David cercò invano di divincolarsi dalle invisibili catene che sembravano costringerlo a letto, e iniziò a chiamare l'angelo a pieni polmoni, senza ricevere risposta.

Gridò, si sfozò di muoversi e gridò ancora, ma dopo pochi attimi una densa caligine grigiastra sembrò insinuarsi nella camera dalla finestra semichiusa, avvolgendo tutto ciò che incontrava al suo passaggio.

David aveva paura, avrebbe voluto scappare, ma in una manciata di secondi la nebbia aveva divorato anche lui, che ora annaspava, i polmoni pieni di nulla.

Perse i sensi, ed un attimo dopo un David Martin adulto e madido di sudore si svegliò di soprassalto afferrando un portapenne, col fiato corto.

La testa gli doleva come non mai, e si afferrò con forza le tempie per tentare di frenare il moto vorticoso della stanza attorno a sé, e con esso l'acuto senso di nausea che cresceva ad ogni istante.

Stette immobile per qualche minuto, dopodiché si azzardò ad aprire gli occhi: la stanza era immersa nell'ombra, la scrivania sulla quale giaceva la Underwood appena rischiarata da un mozzicone di candela morente.

Si alzò dalla sedia e si trascinò giù per le scale, fino alla cucina, dove accese i fornelli e mise sul fuoco una moka piena di caffè.

Mentre attendeva la preparazione della sua “energia liquida”, come era definita la bevanda tra gli scrittori squattrinati, ripensò all'angelo del sogno.

I suo tratti gli erano in qualche modo familiari, a partire dagli occhi azzurrissimi e penetranti, e anche l'eloquio calmo e cadenzato solleticava un remoto angolo della memoria, senza tuttavia concretizzarsi in un nome ed un volto conosciuti.

O sei un bravo scrittore, o sei felice. Bell'affare, David, hai scelto proprio l'alternativa migliore, si disse.

E d'un tratto gli sovvenne alla mente il viso di Christina, sorridente, che lo guardava dal letto che durante qualche notte fugace avevano condiviso. Christina serena, sicura del loro futuro assieme, pronta a lasciare il marito multimilionario, bellissimo e pazzo di lei per il problematico, cinico Martin.

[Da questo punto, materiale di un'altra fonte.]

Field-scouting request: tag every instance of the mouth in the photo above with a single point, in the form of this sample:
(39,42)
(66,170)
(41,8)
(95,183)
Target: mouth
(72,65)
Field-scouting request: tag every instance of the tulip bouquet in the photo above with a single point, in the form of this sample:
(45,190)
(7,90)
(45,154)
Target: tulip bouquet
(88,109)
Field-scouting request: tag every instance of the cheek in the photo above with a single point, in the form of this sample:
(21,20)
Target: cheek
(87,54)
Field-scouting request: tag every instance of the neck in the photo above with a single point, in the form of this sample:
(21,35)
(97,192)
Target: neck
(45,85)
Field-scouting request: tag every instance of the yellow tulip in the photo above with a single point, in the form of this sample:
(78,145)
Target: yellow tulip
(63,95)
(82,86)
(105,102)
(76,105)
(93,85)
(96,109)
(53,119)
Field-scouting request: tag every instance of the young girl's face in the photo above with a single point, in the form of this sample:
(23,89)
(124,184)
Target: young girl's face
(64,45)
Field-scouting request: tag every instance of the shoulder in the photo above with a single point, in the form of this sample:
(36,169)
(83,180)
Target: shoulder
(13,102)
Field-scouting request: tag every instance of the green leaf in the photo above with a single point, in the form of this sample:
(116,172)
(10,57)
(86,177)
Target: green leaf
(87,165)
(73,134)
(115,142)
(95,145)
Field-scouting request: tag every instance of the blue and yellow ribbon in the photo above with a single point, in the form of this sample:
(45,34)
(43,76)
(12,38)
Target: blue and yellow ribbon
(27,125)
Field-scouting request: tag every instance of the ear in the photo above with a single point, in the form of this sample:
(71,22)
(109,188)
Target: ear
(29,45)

Un'acuta fitta di rimpianto trapassò il petto di David al ricordo di quei momenti. Era stato illusoriamente felice, al tempo. Schifosamente felice per una manciata di giorni, nei quali aveva accantonato la Underwood e tutte le penne di questo mondo per cominciare finalmente a vivere, e non ad immaginare. Non avrebbe più sognato una vita ideale, né avrebbe delineato scenari da incubo per consolarsi della sua meschina esistenza, ma avrebbe goduto della meravigliosa occasione che gli era stata concessa.

La moka brontolò, distogliendo Martin dalle sue elucubrazioni, e lui si affrettò a versare l'intruglio nero come la pece in una tazza sbeccata.

Bevve avidamente, godendosi il bruciore corroborante del caffè, e ripensò alle parole dell'angelo.

Maledetto bastardo, avevi ragione. Essere infelice è l'unica spinta che ho per scrivere, e scrivere è l'unico rifugio al riparo dalla mia infelicità.